Britain’s armed forces are stepping up their contingency planning for potential military action against Iran amid mounting concern about Tehran’s nuclear enrichment programme, the Guardian has learned.

The Ministry of Defence believes the US may decide to fast-forward plans for targeted missile strikes at some key Iranian facilities. British officials say that if Washington presses ahead it will seek, and receive, UK military help for any mission, despite some deep reservations within the coalition government.

In anticipation of a potential attack, British military planners are examining where best to deploy Royal Navy ships and submarines equipped with Tomahawk cruise missiles over the coming months as part of what would be an air and sea campaign.

Interestingly, Israeli Defence Minister Ehud Barak is currently meeting with British government officials in London.

Meanwhile in the US, Congress has passed yet another round of sanctions on Iran, this time targeting Iran’s central bank. The ever-harsher sanctions, however, do not seem to be significantly impeding the Islamic Republic’s efforts at nuclear armament, meaning that the question of a military strike is becoming ever more pressing. That said, as the editorial in the Guardian starkly explains, this option could have terrible repercussions and should remain a last resort only.

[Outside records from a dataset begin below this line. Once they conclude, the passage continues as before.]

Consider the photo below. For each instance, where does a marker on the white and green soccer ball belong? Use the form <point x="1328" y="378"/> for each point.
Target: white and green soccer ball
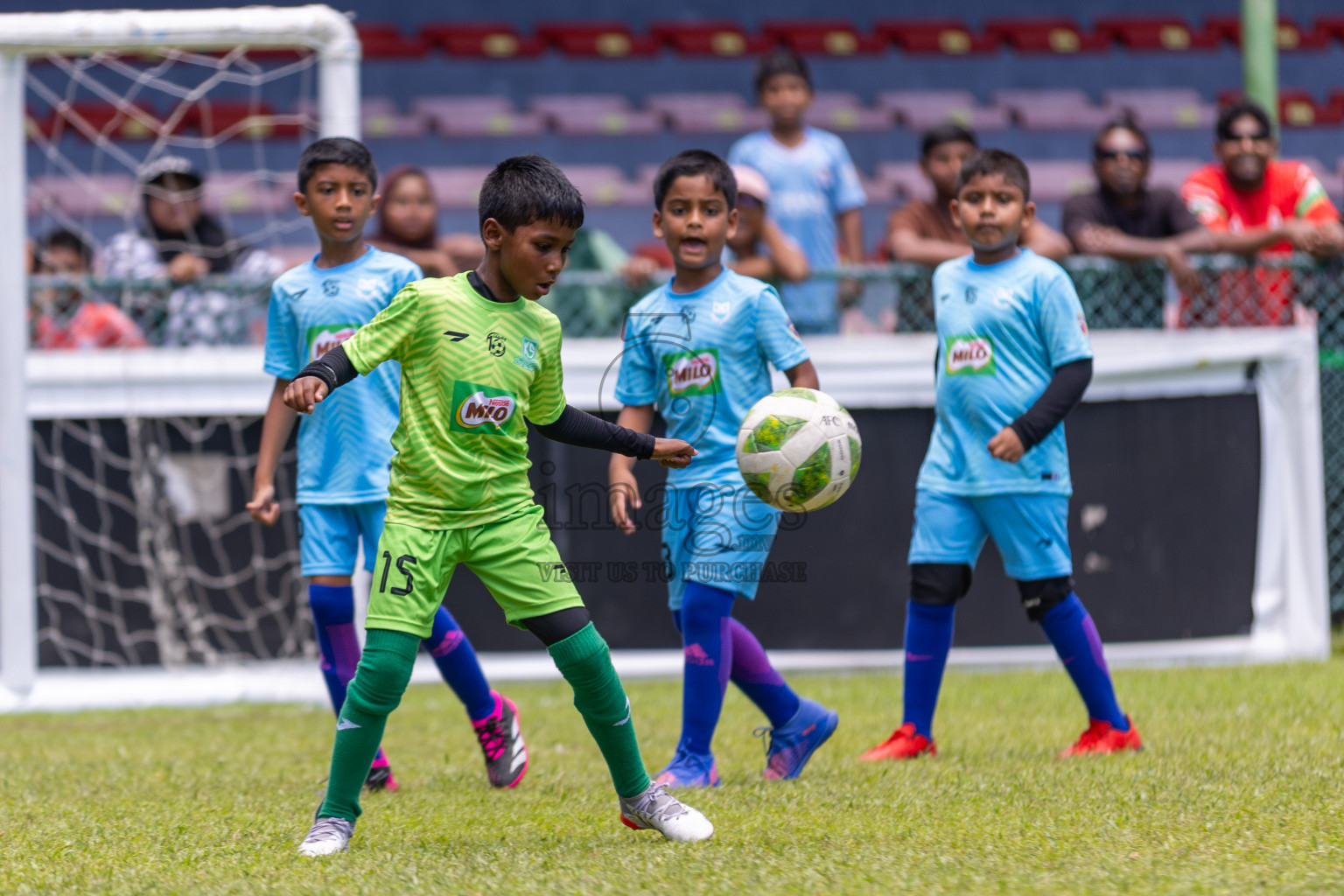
<point x="799" y="449"/>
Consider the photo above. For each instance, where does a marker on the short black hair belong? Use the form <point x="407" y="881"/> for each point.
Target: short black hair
<point x="948" y="133"/>
<point x="996" y="161"/>
<point x="62" y="240"/>
<point x="336" y="150"/>
<point x="527" y="188"/>
<point x="691" y="163"/>
<point x="1239" y="109"/>
<point x="781" y="60"/>
<point x="1123" y="122"/>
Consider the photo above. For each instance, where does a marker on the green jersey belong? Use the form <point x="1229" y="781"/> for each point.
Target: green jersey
<point x="472" y="368"/>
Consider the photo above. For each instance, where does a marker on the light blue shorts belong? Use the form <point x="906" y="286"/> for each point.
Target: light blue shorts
<point x="1031" y="532"/>
<point x="718" y="536"/>
<point x="330" y="535"/>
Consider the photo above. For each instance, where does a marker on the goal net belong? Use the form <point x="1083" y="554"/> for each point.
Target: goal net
<point x="156" y="155"/>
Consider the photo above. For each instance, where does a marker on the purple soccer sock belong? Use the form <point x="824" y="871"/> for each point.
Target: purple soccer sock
<point x="759" y="680"/>
<point x="456" y="662"/>
<point x="1070" y="627"/>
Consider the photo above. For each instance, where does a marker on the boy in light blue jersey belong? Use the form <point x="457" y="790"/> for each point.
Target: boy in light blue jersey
<point x="344" y="449"/>
<point x="815" y="191"/>
<point x="1013" y="359"/>
<point x="699" y="351"/>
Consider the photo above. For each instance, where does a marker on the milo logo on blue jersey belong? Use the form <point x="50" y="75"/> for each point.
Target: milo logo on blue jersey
<point x="481" y="409"/>
<point x="324" y="339"/>
<point x="970" y="356"/>
<point x="692" y="373"/>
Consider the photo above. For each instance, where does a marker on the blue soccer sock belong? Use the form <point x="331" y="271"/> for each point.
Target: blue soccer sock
<point x="456" y="662"/>
<point x="1074" y="634"/>
<point x="706" y="612"/>
<point x="928" y="641"/>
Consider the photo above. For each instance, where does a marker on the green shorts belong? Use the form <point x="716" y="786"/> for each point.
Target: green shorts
<point x="515" y="557"/>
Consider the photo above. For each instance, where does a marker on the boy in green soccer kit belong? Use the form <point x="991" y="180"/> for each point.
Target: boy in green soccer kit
<point x="478" y="356"/>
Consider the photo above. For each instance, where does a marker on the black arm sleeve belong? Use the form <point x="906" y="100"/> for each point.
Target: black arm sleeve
<point x="332" y="368"/>
<point x="584" y="430"/>
<point x="1066" y="388"/>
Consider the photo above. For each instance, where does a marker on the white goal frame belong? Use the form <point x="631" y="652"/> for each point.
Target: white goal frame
<point x="318" y="27"/>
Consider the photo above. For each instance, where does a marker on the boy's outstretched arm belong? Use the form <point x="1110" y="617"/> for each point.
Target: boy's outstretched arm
<point x="275" y="431"/>
<point x="804" y="375"/>
<point x="624" y="489"/>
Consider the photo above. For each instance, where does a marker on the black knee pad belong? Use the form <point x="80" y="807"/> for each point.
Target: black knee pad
<point x="938" y="584"/>
<point x="1042" y="595"/>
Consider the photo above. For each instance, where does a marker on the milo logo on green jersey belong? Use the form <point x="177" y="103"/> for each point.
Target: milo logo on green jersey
<point x="481" y="409"/>
<point x="970" y="356"/>
<point x="324" y="339"/>
<point x="692" y="373"/>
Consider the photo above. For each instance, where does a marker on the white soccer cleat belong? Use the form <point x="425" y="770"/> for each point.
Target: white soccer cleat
<point x="327" y="836"/>
<point x="656" y="808"/>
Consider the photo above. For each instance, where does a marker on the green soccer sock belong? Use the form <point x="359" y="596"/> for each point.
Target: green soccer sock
<point x="385" y="669"/>
<point x="586" y="664"/>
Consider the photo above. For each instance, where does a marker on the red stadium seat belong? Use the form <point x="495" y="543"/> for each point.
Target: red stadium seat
<point x="1155" y="32"/>
<point x="481" y="39"/>
<point x="830" y="37"/>
<point x="1291" y="37"/>
<point x="1046" y="35"/>
<point x="947" y="37"/>
<point x="709" y="38"/>
<point x="602" y="39"/>
<point x="385" y="40"/>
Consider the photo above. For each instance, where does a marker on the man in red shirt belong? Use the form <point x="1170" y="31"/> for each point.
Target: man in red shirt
<point x="1249" y="188"/>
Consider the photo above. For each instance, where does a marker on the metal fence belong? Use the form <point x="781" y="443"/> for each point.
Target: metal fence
<point x="1219" y="291"/>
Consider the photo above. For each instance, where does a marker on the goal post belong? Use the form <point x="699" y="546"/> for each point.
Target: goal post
<point x="318" y="29"/>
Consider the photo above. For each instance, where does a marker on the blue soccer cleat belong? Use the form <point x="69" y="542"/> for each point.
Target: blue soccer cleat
<point x="794" y="743"/>
<point x="690" y="770"/>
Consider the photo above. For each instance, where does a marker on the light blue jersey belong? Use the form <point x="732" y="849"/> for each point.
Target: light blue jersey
<point x="1003" y="329"/>
<point x="809" y="186"/>
<point x="344" y="444"/>
<point x="704" y="359"/>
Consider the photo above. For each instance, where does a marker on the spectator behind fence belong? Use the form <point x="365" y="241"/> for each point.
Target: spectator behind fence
<point x="72" y="316"/>
<point x="1248" y="188"/>
<point x="924" y="233"/>
<point x="180" y="242"/>
<point x="408" y="225"/>
<point x="759" y="248"/>
<point x="1128" y="220"/>
<point x="816" y="193"/>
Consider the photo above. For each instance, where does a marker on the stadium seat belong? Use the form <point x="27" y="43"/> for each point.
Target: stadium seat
<point x="385" y="40"/>
<point x="481" y="39"/>
<point x="601" y="39"/>
<point x="947" y="37"/>
<point x="478" y="117"/>
<point x="842" y="110"/>
<point x="924" y="109"/>
<point x="1053" y="109"/>
<point x="1155" y="32"/>
<point x="707" y="38"/>
<point x="1046" y="35"/>
<point x="830" y="37"/>
<point x="1291" y="37"/>
<point x="1161" y="107"/>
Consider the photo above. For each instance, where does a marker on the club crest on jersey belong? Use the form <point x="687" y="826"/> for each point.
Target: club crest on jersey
<point x="970" y="356"/>
<point x="481" y="409"/>
<point x="692" y="373"/>
<point x="324" y="339"/>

The regional consequences of an aerial strike are daunting. It would be not one strike but many, with unforeseeable consequences. Heavy civilian casualties and an Iran reunited around its leadership are just two. Ground troops might well be needed to keep the Straits of Hormuz open. This would be war. Nor would it be one but potentially several, as missiles rained down on Israel from Lebanon and Gaza and Iran retaliated on targets in Iraq. Further, if the Iranian intention to construct a nuclear bomb was covert before such an attack, it would surely be overt after it.